Com indisfarçável evidência, neste quadrante, a Rte omitiu, total e irremediavelmente, o cumprimento do ónus, que sobre si impendia, enquanto impugnante da decisão relativa ao julgamento da matéria de facto, previsto e, com pormenor, disciplinado no art. 685.º -B CPC (2), aplicável à situação julganda e especificamente a este fundamento do recurso, por força do disposto no art. 2.º al. e) CPPT. Efectivamente, de forma relevante, não especificou (3) os “concretos pontos de facto” que referencia ter alegado e provado, relativos à prática, por parte do Rdo, de “actos de gestão” da sociedade originária devedora, pretensamente, omitidos no rol da factualidade julgada assente pela sentença recorrida. Por outro lado, em moldes, ainda, mais deficitários, na pouco desenvolvida crítica que a esta faz, por haver valorado a prova testemunhal produzida na oposição ao arresto, pelo, agora, Rdo, esqueceu, sem remédio, a obrigatoriedade de indicar, exactamente, as passagens da gravação dos respectivos depoimentos, em que alicerça a sua pretensão - art. 685.º -B n.º 1 al. b) e 2 CPC.
Destarte, sem mais delongas, inevitável é a rejeição do recurso, com relação à impugnação do julgamento factual produzido na sentença, que, por isso, tem de manter-se, já que, também, não nos merece reparo oficioso.
***
Orientados e cingidos, pois, pela factualidade provada e valorada na sentença recorrida, cuidemos das restantes questões, tangentes dos aspectos jurídicos da causa, percepcionadas na alegação e conclusões formuladas pela Rte e que, em resumo, podemos reconduzir à determinação de se, por aquela, foram violados os arts. 136.º, 214.º CPPT e 24.º LGT.
Posto o estatuído no art. 136.º n.º 1 CPPT, com vista a garantir (4) o pagamento de dívidas fiscais/a cobrança de créditos tributários em fase anterior à execução (5), pode ser requerido o arresto de bens “do devedor de tributos ou do responsável solidário ou subsidiário”, quando, em simultâneo, cumulativamente, haja fundado receio da diminuição de garantia de cobrança de créditos tributáveis e o tributo esteja liquidado ou em fase de liquidação – cfr. als. a) e b). Sendo este o repositório dos fundamentos que, em geral, devem estar verificados para o accionar da versada providência cautelar avulsa a favor da administração tributária/AT (6), não é, em nenhuma medida, questionável, por tão explícita e objectiva letra da lei, a possibilidade do arresto poder incidir sobre bens propriedade de um responsável subsidiário, por dívidas fiscais de outrem. Mais, é permitido e, por isso, legal, o arresto de bens do responsável subsidiário antes da instauração de um qualquer processo de execução fiscal ou sem que este haja sido chamado ao mesmo por via de reversão (7), ou seja, “é desnecessário demonstrar a efectivação da responsabilidade subsidiária do requerido”.

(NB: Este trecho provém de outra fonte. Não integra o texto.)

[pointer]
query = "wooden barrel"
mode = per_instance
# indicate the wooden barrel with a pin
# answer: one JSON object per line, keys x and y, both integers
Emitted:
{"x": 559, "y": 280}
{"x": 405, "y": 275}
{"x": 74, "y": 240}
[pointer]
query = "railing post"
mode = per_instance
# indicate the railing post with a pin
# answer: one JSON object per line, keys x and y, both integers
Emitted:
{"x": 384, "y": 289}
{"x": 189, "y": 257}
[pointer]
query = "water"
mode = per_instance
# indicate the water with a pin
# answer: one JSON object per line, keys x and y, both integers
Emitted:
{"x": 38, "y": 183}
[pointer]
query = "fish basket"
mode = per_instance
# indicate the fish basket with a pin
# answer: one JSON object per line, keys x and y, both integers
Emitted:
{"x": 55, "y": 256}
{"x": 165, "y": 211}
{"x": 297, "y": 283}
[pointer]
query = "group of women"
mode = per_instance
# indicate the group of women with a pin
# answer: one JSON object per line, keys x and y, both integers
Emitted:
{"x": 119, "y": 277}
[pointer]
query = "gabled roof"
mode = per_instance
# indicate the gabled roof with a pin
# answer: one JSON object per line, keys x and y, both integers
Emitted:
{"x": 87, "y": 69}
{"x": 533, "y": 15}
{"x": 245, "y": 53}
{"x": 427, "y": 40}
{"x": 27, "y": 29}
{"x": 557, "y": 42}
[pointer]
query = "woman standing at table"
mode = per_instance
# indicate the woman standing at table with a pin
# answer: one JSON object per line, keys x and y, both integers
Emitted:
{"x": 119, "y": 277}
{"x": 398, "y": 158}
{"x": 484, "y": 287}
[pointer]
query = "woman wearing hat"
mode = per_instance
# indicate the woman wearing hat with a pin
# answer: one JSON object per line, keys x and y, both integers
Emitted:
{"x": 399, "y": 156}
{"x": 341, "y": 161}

Esta aparente violência, malfeitoria, apresenta-se-nos temperada pela indiscutível necessidade de a AT, mediante a representação da Fazenda Pública (8), alegar e comprovar, ao requerer o arresto, mesmo que sumariamente, por estarmos no âmbito de uma providência/procedimento cautelar, factos idóneos a demonstrar a reunião, o preenchimento, dos pressupostos legais para a efectivação do mecanismo da reversão, isto é, que estão verificados os requisitos positivados nos arts. 24.º LGT e 153.º n.º 2 CPPT. Noutros moldes, não sendo exigível que a responsabilidade subsidiária do arrestado se encontre já solidificada, firmada, no processo executivo, por efeito da emissão do competente despacho de reversão, impende sobre a Fazenda Pública o ónus de comprovar, ligeiramente, ao de leve, a verificação dos pressupostos legais para a operação dessa modalidade de responsabilização tributária, isto é, que, em uníssono, sejam comprováveis os requisitos inscritos nos aludidos normativos legais (9).
Na posse destes elementos de análise e julgamento, volvendo à situação aprecianda, sobre esta matéria específica, temos de começar por constatar que, perscrutada a factualidade considerada “indiciariamente assente” na sentença (10) que decretou o arresto de bens, inclusive, do aqui Rdo, não se achavam provados os mínimos factos idóneos a assegurar os apontados condicionalismos de convocatória, por via de reversão, dos responsáveis subsidiários da sociedade devedora originária. Do disponibilizado rol factual, somente resultou seguro que esta tinha como sócios três indivíduos, entre os quais o Rdo, sendo que todos mantiveram a condição de gerentes desde o momento da respectiva constituição, tendo, contudo, o sócio B... (Rdo) renunciado à gerência em 3.10.2006 – al. B) de fls. 195. Ora, nitidamente, desde logo, não resultava do pouco exposto qualquer evidência do exercício da gerência de facto (11), designadamente, no que toca ao Rdo, durante o período do facto constitutivo/nascimento das dívidas tributárias ou no espaço temporal em que foram postas à cobrança, pagamento ou entrega. Anote-se que, erradamente, a versada peça acabou por determinar o arresto de bens dos responsáveis subsidiários sob o fundamento de que se achava verificado o “requisito legal” de que dependia a reversão, porquanto “Face ao probatório, resulta indiciariamente que é patente a insuficiência de bens penhoráveis da devedora principal, a qual é proprietária apenas de dois veículos”.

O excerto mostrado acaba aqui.